Услышав печальный рассказ Ивашки, Колаш снова помрачнел:
– Всюду нас истребляют… Я и сам едва выдрался из долгового поруба… Все, что привез тогда с Таврии, прахом пошло. Доторговался до лопанца…[18]18
Разорился.
[Закрыть]
Они присели под деревом, и Колаш рассказал, как очутился здесь.
Переяславский князь отправил своего воеводу с частью дружины в дальние земли. В это время в городе и началась гиль. Посадский человек Кузьма пришел к боярину Дворкову жаловаться, что его, Кузьму, ни за что приспешники боярские батогами били, закон Мономаха рушили.
Дворков приказал жалобщику батогов прибавить.

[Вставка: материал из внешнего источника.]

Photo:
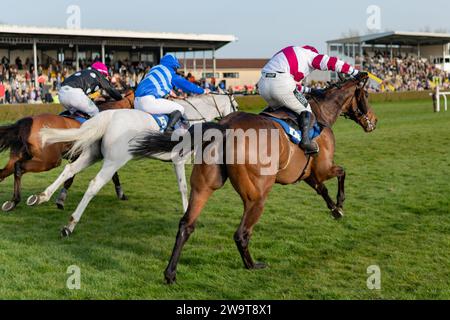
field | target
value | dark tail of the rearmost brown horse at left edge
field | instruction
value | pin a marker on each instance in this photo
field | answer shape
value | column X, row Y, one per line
column 15, row 136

Тут уж крик поднялся середь челяди и холопов:
– Заместо закона – обида!
– Кто сильнее, тот и правее…
– Сегодня – его, а завтра – нас…
И посадские бунтом пошли. Колаш свою улицу поднял. Осадили князя с младшей дружиной в Детинце.
Да те стрелами многих переяславичей побили, и люд от Детинца отхлынул, стал хоромы боярские ненавистные громить.
Князь послал протопопа Иакинфа с иконой святой богородицы, с попами, облаченными в ризы, народ утишать…
А тем часом мчался гонец в Киев, за помощью.
Владимир Мономах немедля прислал три сотни своей дружины; в Переяславе несчетно худого люда иссек, как траву. Колаш в грудь был ранен, но сумел с дочкой из города бежать…
– Да разве здесь безопасье? Сыск начнут, – горько закончил свой рассказ Колаш и свесил голову. – Может, на Дон податься? – словно советуясь, поглядел он на Ивашку. – Так половцев боязно. А рассудить: бояре да князья лучше этой волчьей степи?
Ивашка наконец решился спросить:
– Сбыслава-то где?
Лицо Колаша посветлело:
– У тетки в Ирпени спрятал… Совсем взрослая стала… Тебя вспоминала… – Прищурился хитро: – Поклон передать?